Efficient Single-Step Optimization Objective:
- Function: Achieves preference alignment with extremely low computational cost.
- Mechanism: The final loss is simplified to: for a randomly sampled timestep \(t\), obtain \(x_t^w, x_t^l\) through inversion with the reference model, and compute the log-probability differences of the single-step predictions \(x_0(t)\) of the current model and reference model at those \(x_t\). Each training step requires only one forward pass and one inversion.
- Design Motivation: Compared to methods requiring multi-step denoising, single-step optimization dramatically reduces memory and computational overhead, allowing fine-tuning to be completed in just 400 steps.

Loss & Training¶

The core loss is based on re-parametrized DPO: for a randomly sampled timestep \(t\), obtain \(x_t^w, x_t^l\) via DDIM inversion, and compute \(\log\sigma(\beta[\log p_\theta^c(x_0^w, x_t^w) / p_{ref}^c(x_0^w, x_t^w) - \log p_\theta^c(x_0^l, x_t^l) / p_{ref}^c(x_0^l, x_t^l)])\).
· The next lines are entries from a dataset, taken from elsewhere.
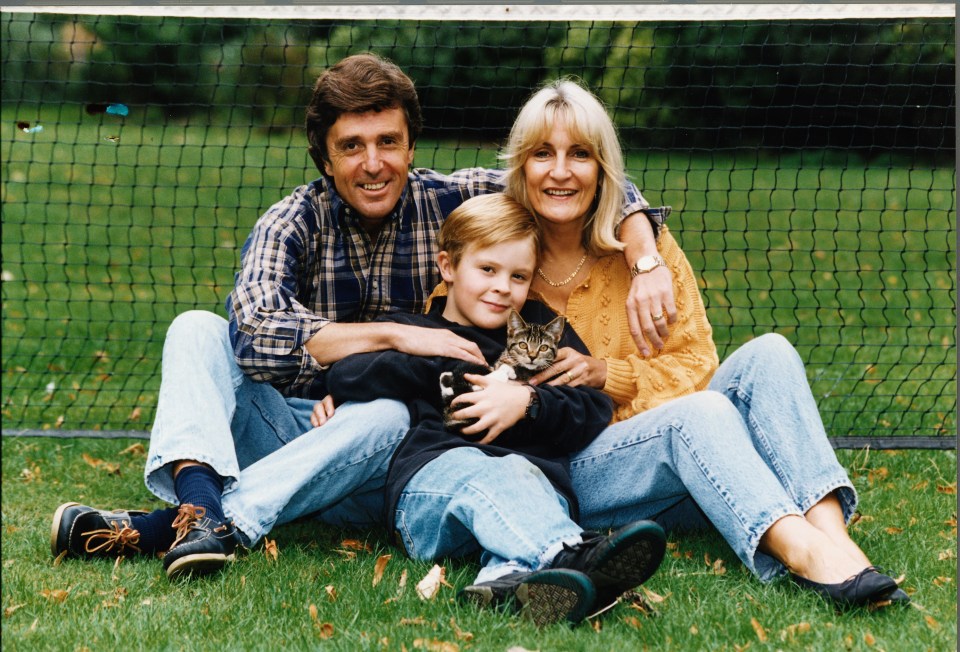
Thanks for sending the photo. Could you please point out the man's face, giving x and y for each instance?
(488, 282)
(369, 155)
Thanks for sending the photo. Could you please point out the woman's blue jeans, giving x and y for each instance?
(738, 457)
(276, 466)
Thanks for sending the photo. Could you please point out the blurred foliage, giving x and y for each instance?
(689, 85)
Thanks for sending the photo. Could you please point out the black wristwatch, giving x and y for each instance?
(533, 407)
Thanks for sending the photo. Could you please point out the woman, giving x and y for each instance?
(739, 446)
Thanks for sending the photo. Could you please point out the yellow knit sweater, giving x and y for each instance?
(689, 357)
(596, 310)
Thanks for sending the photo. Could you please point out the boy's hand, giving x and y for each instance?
(322, 411)
(573, 369)
(497, 405)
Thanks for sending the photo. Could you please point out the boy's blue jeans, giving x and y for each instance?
(276, 466)
(738, 457)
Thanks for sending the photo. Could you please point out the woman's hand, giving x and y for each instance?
(650, 309)
(573, 368)
(322, 411)
(497, 405)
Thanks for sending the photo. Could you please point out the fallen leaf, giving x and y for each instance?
(651, 596)
(325, 631)
(428, 587)
(8, 611)
(55, 595)
(459, 633)
(354, 544)
(134, 449)
(433, 645)
(379, 567)
(719, 568)
(270, 549)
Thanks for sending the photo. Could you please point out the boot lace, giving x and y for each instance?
(115, 538)
(187, 516)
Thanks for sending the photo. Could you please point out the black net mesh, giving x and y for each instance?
(810, 164)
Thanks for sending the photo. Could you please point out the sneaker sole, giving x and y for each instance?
(548, 597)
(198, 564)
(632, 560)
(55, 529)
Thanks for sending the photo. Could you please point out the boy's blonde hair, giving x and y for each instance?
(485, 221)
(566, 103)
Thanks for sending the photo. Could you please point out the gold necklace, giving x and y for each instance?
(566, 280)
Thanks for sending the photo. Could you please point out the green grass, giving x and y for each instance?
(105, 243)
(908, 523)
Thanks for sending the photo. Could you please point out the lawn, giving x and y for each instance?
(111, 228)
(319, 591)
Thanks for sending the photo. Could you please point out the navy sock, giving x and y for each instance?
(156, 531)
(201, 486)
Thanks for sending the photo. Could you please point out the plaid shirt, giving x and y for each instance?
(308, 262)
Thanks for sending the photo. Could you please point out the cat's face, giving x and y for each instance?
(533, 346)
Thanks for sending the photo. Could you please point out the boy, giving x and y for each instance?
(508, 494)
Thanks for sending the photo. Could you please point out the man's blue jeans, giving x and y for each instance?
(276, 466)
(738, 457)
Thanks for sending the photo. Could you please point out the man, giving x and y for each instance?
(234, 442)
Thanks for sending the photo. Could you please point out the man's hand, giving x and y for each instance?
(322, 411)
(650, 309)
(497, 405)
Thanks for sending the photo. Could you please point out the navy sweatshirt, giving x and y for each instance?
(569, 418)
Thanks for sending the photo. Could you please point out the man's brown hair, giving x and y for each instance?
(359, 84)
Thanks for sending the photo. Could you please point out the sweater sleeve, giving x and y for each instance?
(689, 357)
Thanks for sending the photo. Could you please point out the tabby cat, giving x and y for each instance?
(530, 349)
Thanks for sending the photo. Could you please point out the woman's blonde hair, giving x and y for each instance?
(566, 103)
(485, 221)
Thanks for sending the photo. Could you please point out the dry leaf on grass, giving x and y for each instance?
(55, 595)
(434, 645)
(379, 567)
(459, 633)
(354, 544)
(428, 587)
(794, 630)
(270, 549)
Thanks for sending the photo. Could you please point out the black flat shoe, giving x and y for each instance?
(867, 586)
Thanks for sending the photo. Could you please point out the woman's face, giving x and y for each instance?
(561, 177)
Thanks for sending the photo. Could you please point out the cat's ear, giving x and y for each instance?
(515, 321)
(555, 327)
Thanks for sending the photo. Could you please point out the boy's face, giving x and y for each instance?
(488, 282)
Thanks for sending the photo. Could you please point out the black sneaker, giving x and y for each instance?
(544, 597)
(202, 545)
(618, 562)
(83, 531)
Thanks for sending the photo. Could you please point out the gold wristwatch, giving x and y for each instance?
(646, 264)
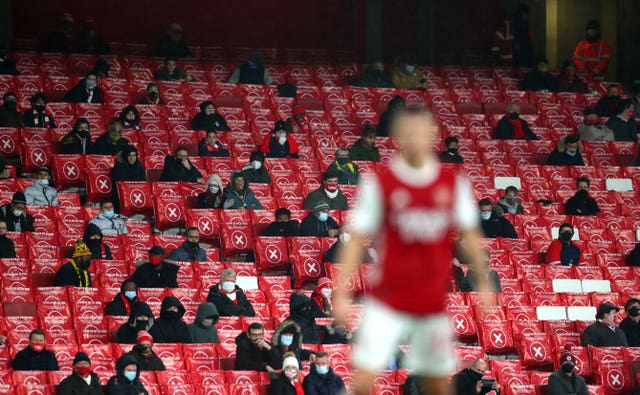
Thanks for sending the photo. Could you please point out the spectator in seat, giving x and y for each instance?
(581, 203)
(624, 125)
(562, 251)
(567, 153)
(384, 125)
(212, 197)
(255, 172)
(608, 105)
(10, 117)
(179, 168)
(511, 126)
(209, 119)
(252, 71)
(157, 272)
(237, 194)
(93, 239)
(451, 155)
(130, 118)
(203, 329)
(172, 44)
(14, 214)
(374, 76)
(126, 379)
(86, 91)
(592, 130)
(229, 298)
(35, 356)
(78, 140)
(348, 173)
(152, 95)
(565, 381)
(169, 72)
(144, 355)
(140, 319)
(630, 325)
(510, 203)
(539, 80)
(169, 327)
(604, 332)
(364, 148)
(283, 225)
(211, 146)
(493, 222)
(37, 116)
(124, 300)
(111, 142)
(288, 381)
(469, 380)
(81, 380)
(280, 144)
(108, 221)
(319, 223)
(567, 81)
(75, 273)
(321, 379)
(7, 247)
(328, 192)
(190, 250)
(41, 192)
(253, 352)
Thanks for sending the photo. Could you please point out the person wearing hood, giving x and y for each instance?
(562, 251)
(567, 153)
(81, 381)
(78, 140)
(252, 71)
(229, 298)
(144, 355)
(212, 197)
(93, 239)
(280, 144)
(581, 203)
(386, 118)
(253, 352)
(321, 379)
(124, 300)
(255, 172)
(493, 222)
(41, 192)
(190, 250)
(140, 319)
(35, 356)
(75, 273)
(209, 119)
(238, 195)
(169, 327)
(157, 272)
(203, 329)
(37, 116)
(10, 117)
(212, 147)
(127, 378)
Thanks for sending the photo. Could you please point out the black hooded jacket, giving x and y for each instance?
(169, 327)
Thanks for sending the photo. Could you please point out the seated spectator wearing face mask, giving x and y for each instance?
(75, 273)
(567, 153)
(565, 381)
(203, 329)
(122, 302)
(562, 251)
(86, 91)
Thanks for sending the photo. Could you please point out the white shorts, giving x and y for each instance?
(384, 329)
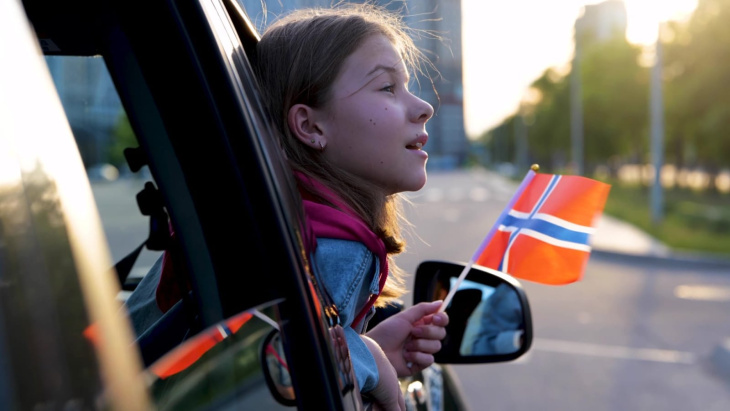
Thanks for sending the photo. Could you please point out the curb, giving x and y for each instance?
(675, 259)
(720, 358)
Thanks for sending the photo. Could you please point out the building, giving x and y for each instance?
(447, 146)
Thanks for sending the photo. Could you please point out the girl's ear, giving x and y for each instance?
(302, 123)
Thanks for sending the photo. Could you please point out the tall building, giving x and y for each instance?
(447, 145)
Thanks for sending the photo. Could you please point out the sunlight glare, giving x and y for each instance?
(644, 16)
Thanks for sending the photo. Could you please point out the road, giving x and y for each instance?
(631, 335)
(620, 339)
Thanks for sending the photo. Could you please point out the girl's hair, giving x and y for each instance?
(297, 60)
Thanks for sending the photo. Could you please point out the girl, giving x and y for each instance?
(336, 83)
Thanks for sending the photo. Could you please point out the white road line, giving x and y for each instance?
(613, 351)
(702, 292)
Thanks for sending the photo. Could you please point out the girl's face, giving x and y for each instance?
(372, 125)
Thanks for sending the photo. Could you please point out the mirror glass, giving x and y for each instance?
(485, 319)
(489, 317)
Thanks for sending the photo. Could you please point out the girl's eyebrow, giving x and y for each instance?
(387, 69)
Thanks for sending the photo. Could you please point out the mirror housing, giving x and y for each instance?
(489, 315)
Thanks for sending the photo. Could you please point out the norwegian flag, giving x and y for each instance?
(543, 233)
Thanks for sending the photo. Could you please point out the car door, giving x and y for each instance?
(184, 83)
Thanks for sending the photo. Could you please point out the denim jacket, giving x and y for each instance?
(349, 272)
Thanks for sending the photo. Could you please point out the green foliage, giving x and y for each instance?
(122, 137)
(692, 221)
(615, 100)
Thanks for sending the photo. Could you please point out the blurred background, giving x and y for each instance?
(613, 90)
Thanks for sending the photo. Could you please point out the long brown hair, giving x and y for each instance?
(297, 60)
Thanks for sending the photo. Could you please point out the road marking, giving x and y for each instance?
(702, 292)
(614, 351)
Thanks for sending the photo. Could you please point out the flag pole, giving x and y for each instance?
(525, 181)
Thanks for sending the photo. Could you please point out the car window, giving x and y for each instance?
(102, 131)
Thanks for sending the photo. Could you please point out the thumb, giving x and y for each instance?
(420, 310)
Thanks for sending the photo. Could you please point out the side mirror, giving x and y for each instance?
(489, 316)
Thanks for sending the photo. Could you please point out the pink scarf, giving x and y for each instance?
(328, 222)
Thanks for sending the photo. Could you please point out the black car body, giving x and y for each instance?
(215, 177)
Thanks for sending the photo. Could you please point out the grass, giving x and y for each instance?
(693, 221)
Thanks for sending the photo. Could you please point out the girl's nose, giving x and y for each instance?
(422, 111)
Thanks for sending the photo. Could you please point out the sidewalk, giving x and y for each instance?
(617, 238)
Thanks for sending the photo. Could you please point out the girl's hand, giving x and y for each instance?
(410, 338)
(387, 395)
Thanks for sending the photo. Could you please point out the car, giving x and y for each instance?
(245, 324)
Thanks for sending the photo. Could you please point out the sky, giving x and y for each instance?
(507, 44)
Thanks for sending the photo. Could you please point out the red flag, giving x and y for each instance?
(543, 233)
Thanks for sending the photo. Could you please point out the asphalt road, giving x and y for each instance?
(633, 334)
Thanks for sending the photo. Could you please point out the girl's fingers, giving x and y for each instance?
(422, 345)
(429, 332)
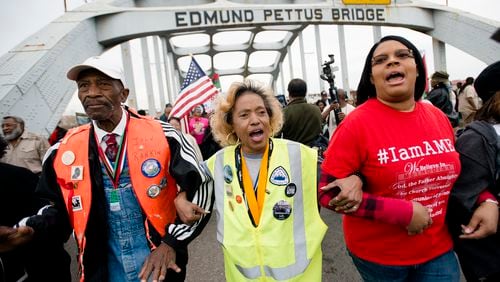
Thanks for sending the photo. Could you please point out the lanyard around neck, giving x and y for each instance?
(114, 169)
(255, 203)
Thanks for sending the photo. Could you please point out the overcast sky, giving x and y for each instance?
(21, 18)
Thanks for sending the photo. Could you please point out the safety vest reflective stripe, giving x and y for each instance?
(301, 260)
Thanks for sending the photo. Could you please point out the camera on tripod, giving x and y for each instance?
(328, 70)
(328, 76)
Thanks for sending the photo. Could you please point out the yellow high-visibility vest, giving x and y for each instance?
(286, 245)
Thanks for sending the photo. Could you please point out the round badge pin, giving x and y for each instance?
(150, 168)
(282, 210)
(68, 158)
(154, 191)
(228, 174)
(290, 190)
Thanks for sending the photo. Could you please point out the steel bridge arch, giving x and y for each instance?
(32, 75)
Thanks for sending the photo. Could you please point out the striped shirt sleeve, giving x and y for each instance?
(192, 179)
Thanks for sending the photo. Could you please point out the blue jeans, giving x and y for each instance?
(443, 268)
(128, 246)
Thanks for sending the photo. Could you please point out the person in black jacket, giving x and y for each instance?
(21, 257)
(473, 205)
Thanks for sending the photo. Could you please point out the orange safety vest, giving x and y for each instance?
(145, 141)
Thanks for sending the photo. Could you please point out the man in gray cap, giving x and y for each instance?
(440, 96)
(113, 183)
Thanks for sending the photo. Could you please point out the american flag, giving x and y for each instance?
(196, 89)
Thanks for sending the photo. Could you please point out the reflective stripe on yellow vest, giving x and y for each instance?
(145, 141)
(283, 250)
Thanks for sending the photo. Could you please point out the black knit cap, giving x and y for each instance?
(488, 81)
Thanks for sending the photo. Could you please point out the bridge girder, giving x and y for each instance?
(32, 75)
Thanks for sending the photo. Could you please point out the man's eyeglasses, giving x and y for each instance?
(401, 54)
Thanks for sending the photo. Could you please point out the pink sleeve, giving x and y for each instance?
(483, 196)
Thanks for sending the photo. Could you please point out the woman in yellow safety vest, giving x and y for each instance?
(265, 192)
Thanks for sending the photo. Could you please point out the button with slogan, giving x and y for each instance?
(154, 191)
(228, 174)
(68, 157)
(150, 168)
(282, 210)
(239, 199)
(290, 190)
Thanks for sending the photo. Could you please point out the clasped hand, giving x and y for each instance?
(350, 194)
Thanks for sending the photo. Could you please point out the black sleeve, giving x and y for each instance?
(476, 172)
(52, 220)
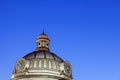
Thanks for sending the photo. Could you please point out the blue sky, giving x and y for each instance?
(84, 32)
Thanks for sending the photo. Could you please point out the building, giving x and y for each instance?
(42, 64)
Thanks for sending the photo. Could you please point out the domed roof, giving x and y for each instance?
(42, 54)
(42, 64)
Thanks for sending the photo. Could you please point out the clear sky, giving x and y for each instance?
(84, 32)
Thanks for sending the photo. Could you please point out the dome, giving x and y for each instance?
(42, 54)
(42, 64)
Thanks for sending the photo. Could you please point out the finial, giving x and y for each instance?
(43, 32)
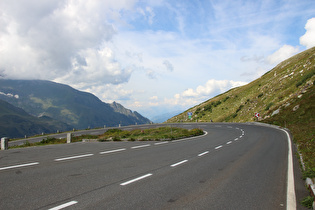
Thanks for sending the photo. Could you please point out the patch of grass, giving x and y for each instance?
(308, 202)
(154, 134)
(305, 78)
(268, 106)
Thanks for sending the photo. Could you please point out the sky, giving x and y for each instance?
(153, 56)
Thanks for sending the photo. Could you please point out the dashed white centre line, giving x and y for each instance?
(181, 162)
(136, 179)
(73, 157)
(111, 151)
(145, 145)
(218, 147)
(64, 205)
(201, 154)
(18, 166)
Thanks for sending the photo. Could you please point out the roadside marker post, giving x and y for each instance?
(4, 143)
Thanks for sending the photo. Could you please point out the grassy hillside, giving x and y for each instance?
(283, 96)
(16, 123)
(79, 109)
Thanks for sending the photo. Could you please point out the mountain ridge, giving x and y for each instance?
(61, 102)
(265, 95)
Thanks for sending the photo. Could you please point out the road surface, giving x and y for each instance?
(232, 166)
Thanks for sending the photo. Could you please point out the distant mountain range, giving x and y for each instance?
(15, 122)
(53, 102)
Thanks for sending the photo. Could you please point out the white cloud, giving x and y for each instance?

Fine-tuning SDXL-base-1.0 requires only 400 steps.

Key Experimental Results¶

Main Results¶

Method	PickScore ↑	HPSv2 ↑	ImageReward ↑	GenEval ↑	Training Steps
SDXL (baseline)	22.00	28.48	0.88	0.55	-
Diffusion-DPO	22.10	28.89	1.01	0.58	2000
D3PO	22.05	28.71	0.95	0.56	2000
DenseReward	22.12	28.93	1.05	0.59	2000
DDIM-InPO	22.25	29.12	1.18	0.62	400

Ablation Study¶

Configuration	PickScore	HPSv2	Description
Full InPO (400 steps)	22.25	29.12	Full model
w/o Inversion (random \(x_t\))	22.08	28.82	Removing inversion severely degrades performance
Full-chain DPO	22.10	28.89	Degenerates to Diffusion-DPO
InPO (200 steps)	22.18	29.01	Significant improvement already at 200 steps

Key Findings¶

DDIM inversion is the key to performance improvement—randomly sampling \(x_t\) without inversion degrades to the level of standard Diffusion-DPO.
Fine-tuning for 400 steps already outperforms 2000 steps of Diffusion-DPO, achieving a training efficiency speedup of approximately 5x.
Generated images show significant improvements in both visual aesthetics and prompt consistency.
The method is relatively robust to the \(\beta\) hyperparameter.

Highlights & Insights¶

Conceptual Breakthrough: Diffusion Models as Single-step Generators: Through DDIM re-parametrization, the complex multi-step denoising process is simplified into a single-step mapping problem, allowing DPO to be directly and efficiently applied. This perspective is highly elegant.
Inversion as Data Augmentation: DDIM inversion essentially finds the most relevant latent space representation for preference data, which is equivalent to an "alignment-aware" data augmentation strategy.
Efficiency Revolution: Fine-tuning SDXL in only 400 steps outperforms the state-of-the-art, which is highly valuable for practical deployment. It can be transferred to other scenarios requiring rapid adaptation (e.g., style customization).

Limitations & Future Work¶

Relies on the deterministic sampling assumption of DDIM; applicability to stochastic samplers remains to be verified.
The inversion process introduces extra computational overhead (although it is one-off).
Only validated on SDXL; applicability to other architectures (such as DiT, Flux) remains unknown.
Online versions combining online preference data generation could be explored.

vs Diffusion-DPO: Uniformly allocating rewards across the entire denoising chain leads to sparse signals; InPO precisely locates critical latent variables through inversion, speeding up training by 5x.
vs DRaFT/AlignProp: Backpropagating gradients through the entire sampling process requires high memory; InPO only requires one-step forward propagation.
vs DDPO: RL policy gradient methods require online generation of a large number of samples; InPO can be directly trained on offline preference data.

Rating¶

Novelty: ⭐⭐⭐⭐⭐ Conceptualizing the diffusion model as a single-step generator and combining it with inversion is highly novel.
Experimental Thoroughness: ⭐⭐⭐⭐ Evaluated across multiple metrics, but lacks user studies.
Writing Quality: ⭐⭐⭐⭐ Rigorous mathematical derivation and clear logic.
Value: ⭐⭐⭐⭐⭐ The massive boost in training efficiency is highly valuable for real-world applications.